Learn More About Psychic Power Tests
While there are plenty of options available online where you can test your psychic abilities, it's important to review the history of parapsychology and how much scientists have already learned about the phenomenon that you're likely experiencing in your own life. The following examples are summaries of some of the more significant experimental findings within the field of psychic research. The results from these experiments reveal a great deal about the phenomenon of ESP, as well as how prevalent it is throughout society.
The Pearce-Pratt Distance Series ESP Tests
From 1933 through 1934, J.B. Rhine, an assistant professor in the Psychology Department at Duke University, conducted a series of ESP tests concerning a Duke student, Hubert E. Pearce Jr., who had come forward and told J.B. Rhine that he believed he'd inherited his mother's psychic abilities. With the help of J.G. Pratt, a psychology graduate student acting as the assistant, J.B. Rhine ran a series of ESP card tests on Hubert Pearce. In the tests, Pratt was unaware of the card sequences, establishing what scientists call a "double-blind", meaning that neither the test subject nor the scientist performing the experiment know the correct answers.
J.B. Rhine ran a series of psychic power tests with various distances between the cards, held by Pratt, and the psychic, Pearce. They conducted the first series at 100 yards apart, the second series at 250 yards, and then the final two series at 100 yards apart again. In 1936, J.B. Rhine published an article in the Journal of Abnormal and Social Psychology outlining the results of his research.
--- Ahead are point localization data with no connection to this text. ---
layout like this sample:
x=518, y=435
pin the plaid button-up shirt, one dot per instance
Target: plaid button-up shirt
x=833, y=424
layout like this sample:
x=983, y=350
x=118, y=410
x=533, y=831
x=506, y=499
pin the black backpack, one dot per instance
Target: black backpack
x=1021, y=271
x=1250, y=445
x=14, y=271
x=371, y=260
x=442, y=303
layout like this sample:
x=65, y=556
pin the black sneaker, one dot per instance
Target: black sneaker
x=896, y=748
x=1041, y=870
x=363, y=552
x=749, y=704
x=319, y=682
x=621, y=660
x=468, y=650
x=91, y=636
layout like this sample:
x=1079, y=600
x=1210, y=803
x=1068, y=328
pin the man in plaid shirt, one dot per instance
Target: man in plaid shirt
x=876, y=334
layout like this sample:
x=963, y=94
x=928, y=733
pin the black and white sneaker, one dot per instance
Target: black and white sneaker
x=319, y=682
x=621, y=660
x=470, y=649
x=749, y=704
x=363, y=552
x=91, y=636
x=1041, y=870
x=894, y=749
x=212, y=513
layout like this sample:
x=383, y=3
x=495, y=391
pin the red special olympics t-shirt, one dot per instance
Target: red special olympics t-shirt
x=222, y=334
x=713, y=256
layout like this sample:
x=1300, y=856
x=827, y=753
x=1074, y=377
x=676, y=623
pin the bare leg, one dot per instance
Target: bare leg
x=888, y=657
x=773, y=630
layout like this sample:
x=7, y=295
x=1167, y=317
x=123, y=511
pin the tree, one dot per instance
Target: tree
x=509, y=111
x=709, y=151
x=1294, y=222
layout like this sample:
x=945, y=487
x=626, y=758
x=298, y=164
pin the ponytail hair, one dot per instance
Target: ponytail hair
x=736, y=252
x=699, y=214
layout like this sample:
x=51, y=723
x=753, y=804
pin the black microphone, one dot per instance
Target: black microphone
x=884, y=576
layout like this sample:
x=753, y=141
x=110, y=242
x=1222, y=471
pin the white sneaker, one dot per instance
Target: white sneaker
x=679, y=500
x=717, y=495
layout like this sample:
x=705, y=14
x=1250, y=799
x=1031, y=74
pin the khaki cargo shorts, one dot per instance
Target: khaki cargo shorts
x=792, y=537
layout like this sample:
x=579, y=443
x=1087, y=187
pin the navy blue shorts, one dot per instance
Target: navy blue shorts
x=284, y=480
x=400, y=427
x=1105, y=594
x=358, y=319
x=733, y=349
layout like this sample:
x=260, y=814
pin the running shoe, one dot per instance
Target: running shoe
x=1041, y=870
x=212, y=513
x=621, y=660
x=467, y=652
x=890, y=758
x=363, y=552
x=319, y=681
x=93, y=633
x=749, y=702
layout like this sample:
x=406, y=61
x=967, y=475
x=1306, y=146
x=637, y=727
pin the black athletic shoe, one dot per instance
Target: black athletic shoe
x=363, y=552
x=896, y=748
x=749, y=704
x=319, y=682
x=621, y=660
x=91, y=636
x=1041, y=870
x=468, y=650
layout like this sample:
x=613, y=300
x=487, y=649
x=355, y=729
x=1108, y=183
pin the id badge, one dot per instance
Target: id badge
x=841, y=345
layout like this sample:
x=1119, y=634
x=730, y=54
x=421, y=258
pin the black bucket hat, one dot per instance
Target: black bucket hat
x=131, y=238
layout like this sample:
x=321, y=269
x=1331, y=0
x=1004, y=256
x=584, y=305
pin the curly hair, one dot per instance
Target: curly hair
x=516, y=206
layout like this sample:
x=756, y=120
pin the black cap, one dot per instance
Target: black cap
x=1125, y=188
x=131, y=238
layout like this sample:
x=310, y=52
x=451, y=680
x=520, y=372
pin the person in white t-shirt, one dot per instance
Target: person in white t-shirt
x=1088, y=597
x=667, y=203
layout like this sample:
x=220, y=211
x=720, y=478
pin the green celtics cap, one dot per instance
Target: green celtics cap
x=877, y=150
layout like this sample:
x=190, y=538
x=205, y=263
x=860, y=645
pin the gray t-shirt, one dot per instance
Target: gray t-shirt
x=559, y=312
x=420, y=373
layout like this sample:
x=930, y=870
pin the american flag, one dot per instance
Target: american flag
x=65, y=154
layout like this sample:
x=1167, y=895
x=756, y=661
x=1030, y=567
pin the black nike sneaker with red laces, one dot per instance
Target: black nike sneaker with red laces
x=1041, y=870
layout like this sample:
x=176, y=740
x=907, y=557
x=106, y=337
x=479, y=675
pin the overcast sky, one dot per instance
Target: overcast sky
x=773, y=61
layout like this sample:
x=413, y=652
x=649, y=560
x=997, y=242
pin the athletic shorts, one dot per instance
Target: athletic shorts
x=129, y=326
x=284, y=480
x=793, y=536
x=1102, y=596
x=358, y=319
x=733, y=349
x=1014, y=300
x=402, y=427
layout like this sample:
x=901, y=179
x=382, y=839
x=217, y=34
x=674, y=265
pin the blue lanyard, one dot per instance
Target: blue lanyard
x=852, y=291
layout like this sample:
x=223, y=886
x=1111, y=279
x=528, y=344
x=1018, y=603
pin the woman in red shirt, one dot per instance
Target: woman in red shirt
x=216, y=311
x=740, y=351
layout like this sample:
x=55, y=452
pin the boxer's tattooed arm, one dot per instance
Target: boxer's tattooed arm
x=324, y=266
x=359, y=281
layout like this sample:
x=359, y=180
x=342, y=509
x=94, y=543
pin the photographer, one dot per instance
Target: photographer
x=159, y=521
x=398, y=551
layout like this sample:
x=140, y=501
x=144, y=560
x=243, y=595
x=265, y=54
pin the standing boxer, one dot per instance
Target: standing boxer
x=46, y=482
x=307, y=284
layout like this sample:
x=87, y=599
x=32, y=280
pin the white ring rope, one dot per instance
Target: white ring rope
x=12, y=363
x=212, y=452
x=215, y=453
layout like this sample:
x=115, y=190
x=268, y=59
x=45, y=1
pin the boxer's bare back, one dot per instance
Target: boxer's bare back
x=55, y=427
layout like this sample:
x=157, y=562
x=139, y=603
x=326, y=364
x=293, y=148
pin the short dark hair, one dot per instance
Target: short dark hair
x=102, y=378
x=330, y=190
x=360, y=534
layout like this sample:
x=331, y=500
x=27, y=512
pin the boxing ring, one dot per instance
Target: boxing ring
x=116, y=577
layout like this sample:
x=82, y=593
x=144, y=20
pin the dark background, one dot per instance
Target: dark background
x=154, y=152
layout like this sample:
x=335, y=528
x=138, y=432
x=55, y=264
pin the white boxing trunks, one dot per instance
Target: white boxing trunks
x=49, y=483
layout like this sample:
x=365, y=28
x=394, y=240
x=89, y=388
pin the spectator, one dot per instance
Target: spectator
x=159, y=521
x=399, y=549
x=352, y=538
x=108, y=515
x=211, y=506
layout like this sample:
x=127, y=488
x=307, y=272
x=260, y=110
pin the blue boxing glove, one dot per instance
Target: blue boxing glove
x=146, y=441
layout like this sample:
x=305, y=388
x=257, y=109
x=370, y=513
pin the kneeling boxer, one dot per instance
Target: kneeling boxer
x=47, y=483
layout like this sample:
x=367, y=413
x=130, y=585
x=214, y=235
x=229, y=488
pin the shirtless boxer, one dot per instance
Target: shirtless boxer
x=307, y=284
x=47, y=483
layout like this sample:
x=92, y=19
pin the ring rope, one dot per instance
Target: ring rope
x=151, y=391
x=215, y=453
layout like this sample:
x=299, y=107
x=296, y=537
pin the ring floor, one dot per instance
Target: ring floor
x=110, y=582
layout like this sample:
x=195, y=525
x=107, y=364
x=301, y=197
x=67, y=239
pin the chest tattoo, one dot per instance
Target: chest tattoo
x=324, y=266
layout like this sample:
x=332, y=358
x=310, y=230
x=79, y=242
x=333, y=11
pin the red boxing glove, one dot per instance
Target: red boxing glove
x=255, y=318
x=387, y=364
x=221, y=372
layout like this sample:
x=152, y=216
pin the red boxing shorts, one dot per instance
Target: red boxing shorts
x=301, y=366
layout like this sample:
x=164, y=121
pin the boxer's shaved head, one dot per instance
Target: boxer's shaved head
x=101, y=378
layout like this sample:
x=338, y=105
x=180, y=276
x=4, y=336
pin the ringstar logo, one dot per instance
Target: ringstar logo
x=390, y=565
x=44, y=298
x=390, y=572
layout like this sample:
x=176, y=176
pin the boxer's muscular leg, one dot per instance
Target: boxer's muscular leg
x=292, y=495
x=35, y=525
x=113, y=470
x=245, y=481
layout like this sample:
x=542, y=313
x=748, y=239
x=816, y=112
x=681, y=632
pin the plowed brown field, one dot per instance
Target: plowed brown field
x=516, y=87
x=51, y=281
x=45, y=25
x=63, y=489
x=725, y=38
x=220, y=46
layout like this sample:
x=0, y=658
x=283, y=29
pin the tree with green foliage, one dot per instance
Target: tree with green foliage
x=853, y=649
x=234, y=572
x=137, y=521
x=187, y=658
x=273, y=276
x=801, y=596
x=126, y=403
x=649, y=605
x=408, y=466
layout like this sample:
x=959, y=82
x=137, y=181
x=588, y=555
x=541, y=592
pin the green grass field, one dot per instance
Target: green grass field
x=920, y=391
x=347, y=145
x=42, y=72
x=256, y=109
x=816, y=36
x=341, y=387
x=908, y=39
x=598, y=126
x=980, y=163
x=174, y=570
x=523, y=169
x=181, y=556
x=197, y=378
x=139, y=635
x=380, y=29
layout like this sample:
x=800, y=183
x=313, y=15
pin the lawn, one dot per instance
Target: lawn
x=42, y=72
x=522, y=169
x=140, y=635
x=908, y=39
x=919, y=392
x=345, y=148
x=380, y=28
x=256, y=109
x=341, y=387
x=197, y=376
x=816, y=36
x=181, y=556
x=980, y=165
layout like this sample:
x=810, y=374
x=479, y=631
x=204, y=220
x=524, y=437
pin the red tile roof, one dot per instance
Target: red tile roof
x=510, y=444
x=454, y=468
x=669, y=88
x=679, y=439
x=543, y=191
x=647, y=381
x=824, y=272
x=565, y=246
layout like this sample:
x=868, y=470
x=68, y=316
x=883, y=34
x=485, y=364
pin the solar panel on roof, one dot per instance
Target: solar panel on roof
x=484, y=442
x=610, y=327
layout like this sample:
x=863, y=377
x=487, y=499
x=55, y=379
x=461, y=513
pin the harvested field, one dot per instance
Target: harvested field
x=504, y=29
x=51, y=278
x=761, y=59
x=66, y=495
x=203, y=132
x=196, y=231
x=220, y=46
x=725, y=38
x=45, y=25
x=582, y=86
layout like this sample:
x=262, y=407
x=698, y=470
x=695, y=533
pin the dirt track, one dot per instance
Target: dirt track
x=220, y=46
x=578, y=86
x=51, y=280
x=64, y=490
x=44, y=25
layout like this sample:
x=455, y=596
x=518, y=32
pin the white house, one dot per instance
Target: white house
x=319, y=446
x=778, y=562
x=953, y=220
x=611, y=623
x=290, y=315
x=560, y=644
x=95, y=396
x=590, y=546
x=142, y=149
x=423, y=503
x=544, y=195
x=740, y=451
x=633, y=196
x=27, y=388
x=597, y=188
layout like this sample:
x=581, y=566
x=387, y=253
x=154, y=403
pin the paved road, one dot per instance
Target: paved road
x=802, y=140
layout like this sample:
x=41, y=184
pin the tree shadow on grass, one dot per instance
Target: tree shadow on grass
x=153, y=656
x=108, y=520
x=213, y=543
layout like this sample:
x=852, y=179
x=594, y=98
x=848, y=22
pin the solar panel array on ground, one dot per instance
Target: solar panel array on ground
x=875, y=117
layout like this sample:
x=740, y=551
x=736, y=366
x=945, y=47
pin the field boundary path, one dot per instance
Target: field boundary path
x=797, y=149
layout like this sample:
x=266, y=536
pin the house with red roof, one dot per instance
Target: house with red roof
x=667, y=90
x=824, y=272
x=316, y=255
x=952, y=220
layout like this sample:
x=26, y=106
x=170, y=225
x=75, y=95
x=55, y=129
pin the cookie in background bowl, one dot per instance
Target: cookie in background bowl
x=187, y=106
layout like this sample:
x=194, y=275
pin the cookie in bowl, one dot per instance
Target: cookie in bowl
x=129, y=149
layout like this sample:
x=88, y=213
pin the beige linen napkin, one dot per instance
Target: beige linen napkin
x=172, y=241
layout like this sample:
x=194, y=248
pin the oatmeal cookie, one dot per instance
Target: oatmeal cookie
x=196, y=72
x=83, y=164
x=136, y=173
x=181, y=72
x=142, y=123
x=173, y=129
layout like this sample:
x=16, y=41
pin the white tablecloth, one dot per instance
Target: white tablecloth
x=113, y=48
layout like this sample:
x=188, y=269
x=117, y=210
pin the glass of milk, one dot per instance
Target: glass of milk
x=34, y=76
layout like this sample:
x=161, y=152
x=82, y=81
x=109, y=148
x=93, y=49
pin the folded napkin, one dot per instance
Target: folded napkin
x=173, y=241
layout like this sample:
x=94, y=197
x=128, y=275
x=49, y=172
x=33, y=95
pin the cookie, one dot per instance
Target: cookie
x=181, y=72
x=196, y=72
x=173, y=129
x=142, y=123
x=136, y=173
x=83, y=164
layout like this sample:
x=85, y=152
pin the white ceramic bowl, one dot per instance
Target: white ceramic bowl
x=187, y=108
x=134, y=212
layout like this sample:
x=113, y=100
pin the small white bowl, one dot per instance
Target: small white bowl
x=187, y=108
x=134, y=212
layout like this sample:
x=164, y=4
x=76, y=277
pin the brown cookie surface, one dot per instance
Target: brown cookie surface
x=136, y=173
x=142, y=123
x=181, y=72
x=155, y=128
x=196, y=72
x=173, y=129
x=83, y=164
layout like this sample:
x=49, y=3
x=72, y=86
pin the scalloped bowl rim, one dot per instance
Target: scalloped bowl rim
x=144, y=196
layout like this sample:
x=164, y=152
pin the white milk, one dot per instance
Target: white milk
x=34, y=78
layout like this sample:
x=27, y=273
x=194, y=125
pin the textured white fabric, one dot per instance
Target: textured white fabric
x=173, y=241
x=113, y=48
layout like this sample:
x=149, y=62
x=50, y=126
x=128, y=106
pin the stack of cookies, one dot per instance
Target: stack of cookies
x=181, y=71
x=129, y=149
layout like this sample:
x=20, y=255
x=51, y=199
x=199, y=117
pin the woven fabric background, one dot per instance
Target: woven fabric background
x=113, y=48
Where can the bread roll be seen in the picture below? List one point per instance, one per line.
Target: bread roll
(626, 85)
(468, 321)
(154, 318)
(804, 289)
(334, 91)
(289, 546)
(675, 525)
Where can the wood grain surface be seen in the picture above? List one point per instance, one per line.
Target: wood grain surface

Results: The results of this early parapsychology research was nowhere near conclusive. However, the results were statistically shocking. The experiments totaled 1850 trials. A statistical calculation of the probability that a person could correctly guess the right card by chance is 20% - 370 correct hits out of the 1850 trials. Hubert Pearce consistently guessed 558 correct hits, a resulting 30% success rate that was 188 successful hits above the expected results from simple chance. These results have been debated during the centuries since, and the significance of the statistical variation remains in question even today.
Princeton ESP Psychic Tests in 2000
Many years later, in 2000, the Journal of Scientific Exploration published a fascinating paper by Dr. Robert Jahn of Princeton University. The paper was titled Contributions to Variance in REG Experiments, and it outlined the results of a twelve-year study conducted by Dr. Jahn and three of his fellow researchers.
This particular study was conducted from 1979 through 1991, running almost perfectly parallel to the government's ongoing ESP research at the same time. The publication described the twelve year study as a series of 1338 trials. Test subjects concentrated on a random number generator and attempted to use their psychic ability to alter the numbers into a particular non-random pattern. Researchers used various generators in order to ensure that a faulty system would not skew the results.
Results: Again, the results were statistically significant in this study. Psychic test subjects were able to influence the numbers 0.01% of the time. This result is four times greater than the calculated results expected by pure chance. The results of this research effectively revealed that psychic ability seems to be a real psychological artifact of the human mind. However, it is terribly weak and extremely difficult to isolate.
Brain Scans Reveal Psychic Ability in 2008
In 2008, a paper was published titled Investigating Paranormal Phenomena: Functional Brain Imaging of Telepathy. This paper described a study where researchers used an MRI brain scanner to watch the brain of a "famous mentalist" while he performed psychic exercises with ESP cards and other tasks. The experiment included a second control subject who had no known psychic abilities. This second subject was also scanned while trying to perform the same psychic tasks.
Results: The published result of this study was that, in the case of a known psychic, the scan revealed activation of the "right parahippocampal gyrus" during an ESP session. The subject without psychic ability had activation in a different part of the brain instead, the left inferior frontal gyrus. The researchers who conducted this study believe that these results represent a method to identify people with authentic psychic ability.
Final Words
Parapsychologists and their skeptical critics have been debating the results of these sort of experiments for many decades. The problems, as the critics point out, is that the statistical significance of the allegedly positive experimental results are so small as to be basically non-existent. Additionally, such statistical variations could easily be accounted for by invalid or flawed research techniques or due to researcher bias. Parapsychologists and other proponents of psychic ability contend that any degree of positive variation is significant when dealing with a phenomenon that appears to be very weak. Proponents argue that just because a phenomenon is weak does not take away from the fact that it is real.
Whether or not you believe that psychic ability is real, the results of parapsychological research over the last few decades do appear to indicate that the human mind seems to have a very weak, latent ability to interact with the world around it in ways that scientists still do not quite completely understand.